Student Project Ideas (Real Science, Not Homework)
| Project | Spring | What You’d Do | Data Source |
|---|---|---|---|
| Anderson eigensolve at scale | wetSpring + ICER | Run L=200 3D lattice on A100 GPUs | Computed |
| ADDRC compound triage | healthSpring | GPU Hill sweep on 8K compounds | ADDRC library |
| Soil microbiome classification | wetSpring | Real 16S through full pipeline | KBS LTER / Genomics Core |
| Population PK on real data | healthSpring | NLME on MIMIC-IV vancomycin TDM | PhysioNet |
| NPU edge deployment | toadStool | ESN classifier on BrainChip AKD1000 | Live hardware |
| Drug-disease NMF at scale | wetSpring Track 3 | NMF on ChEMBL 2M+ bioactivities | ChEMBL REST API |
Each of these is publishable. The spring’s existing validation infrastructure guarantees your results are correct.
For Lab Technicians / Research Associates
What You Need to Know
You don’t need to write Rust. The validation binaries are pre-built executables. Your workflow is:
- Prepare your data (FASTQ, mzML, CSV — whatever your instrument produces)
- Run the relevant binary (
cargo run --release --bin validate_*) - Check the output (PASS/FAIL with numerical tolerances)
If something fails, the output tells you exactly which check failed and what the expected vs actual values were.
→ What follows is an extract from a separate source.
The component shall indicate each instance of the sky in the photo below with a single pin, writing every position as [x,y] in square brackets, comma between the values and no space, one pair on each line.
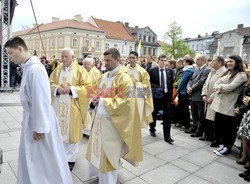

Common Lab Data Formats Supported
| Format | What It Is | wetSpring Module |
|---|---|---|
| FASTQ / FASTQ.gz | Sequencer reads | io::fastq (sovereign parser, handles gzip) |
| mzML | Mass spectrometry (open standard) | io::mzml (sovereign XML parser) |
| mzXML | Mass spectrometry (legacy open) | io::mzxml |
| JCAMP-DX | Spectroscopy (FTIR, NMR, UV-Vis) | io::jcamp |
| Newick | Phylogenetic trees | bio::felsenstein |
| WFDB (Format 212/16) | PhysioNet ECG/PPG waveforms | healthSpring wfdb.rs |
| CSV/TSV | Tabular data | Standard Rust csv crate |
Troubleshooting
| Problem | Solution |
|---|---|
rustc not found | Restart terminal after installing Rust |
cargo test has compilation errors | Run rustup update to ensure Rust 1.87+ |
| GPU tests fail | Add --features gpu and ensure Vulkan drivers are installed |
| barraCuda not found | Clone barraCuda alongside the spring: git clone [email protected]:ecoPrimals/barraCuda.git in the same parent directory |
| Tests pass but I don’t understand the output | Each validate_* binary prints human-readable pass/fail with tolerances |
Hardware Requirements
| Tier | Hardware | What Works |
|---|---|---|
| Minimum | Any x86_64 Linux/Mac with 4 GB RAM | All CPU tests and validations |
| Recommended | + any Vulkan-capable GPU (GTX 1060+) | CPU + GPU acceleration |
| Optimal | + RTX 3060 or better | Full GPU pipeline, 100K+ patient Monte Carlo |
| NPU | + BrainChip AKD1000 (PCIe) | Edge inference, reservoir computing |
The entire ecosystem was built on ~$15,000 of consumer hardware. No HPC required for development or validation. ICER access expands scale, not capability.